• RisingAttacK quietly alters key features, tricking AI without changing the image’s appearance
  • Vision systems in self-driving cars could be blinded by nearly invisible image modifications
  • The attack fools top AI models used in cars, cameras, and healthcare diagnostics

Artificial intelligence is becoming more integrated into technologies that rely on visual recognition, from autonomous vehicles to medical imaging – but this increased utility also raises potential security risks, experts have warned.

A new method called RisingAttacK could threaten the reliability of these systems by silently manipulating what AI sees.

This could theoretically cause it to miss or misidentify objects, even when images appear unchanged to human observers.

Targeted deception through minimal image alteration

Developed by researchers at North Carolina State University, RisingAttacK is a form of adversarial attack that subtly alters visual input to deceive AI models.

The technique does not require large or obvious image changes; instead, it targets specific features within an image that are essential for recognition.

“This requires some computational power, but allows us to make very small, targeted changes to the key features that make the attack successful,” said Tianfu Wu, associate professor of electrical and computer engineering and co-corresponding author of the study.

These carefully engineered changes are completely undetectable to human observers, making the manipulated images appear entirely normal to the naked eye.

“The end result is that two images may look identical to human eyes, and we might clearly see a car in both images,” Wu explained.

“But due to RisingAttacK, the AI would see a car in the first image but would not see a car in the second image.”

This can compromise the safety of critical systems like those found in self-driving cars, which rely on vision models to detect traffic signs, pedestrians, and other vehicles.

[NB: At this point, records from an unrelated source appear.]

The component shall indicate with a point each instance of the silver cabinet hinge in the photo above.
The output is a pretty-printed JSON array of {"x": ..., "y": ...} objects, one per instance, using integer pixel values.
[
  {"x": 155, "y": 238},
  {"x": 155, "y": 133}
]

If AI is manipulated into not seeing a stop sign or another car, the consequences could be severe.

The team tested the method against four widely used vision architectures: ResNet-50, DenseNet-121, ViTB, and DEiT-B. All four were successfully manipulated.

“We can influence the AI’s ability to see any of the top 20 or 30 targets it was trained to identify,” Wu said, citing common examples like cars, bicycles, pedestrians, and stop signs.

While the current focus is on computer vision, the researchers are already looking at broader implications.

“We are now in the process of determining how effective the technique is at attacking other AI systems, such as large language models,” Wu noted.

The long-term aim, he added, is not simply to expose vulnerabilities but to guide the development of more secure systems.

“Moving forward, the goal is to develop techniques that can successfully defend against such attacks.”

As attackers continue to discover new methods to interfere with AI behavior, the need for stronger digital safeguards becomes more urgent.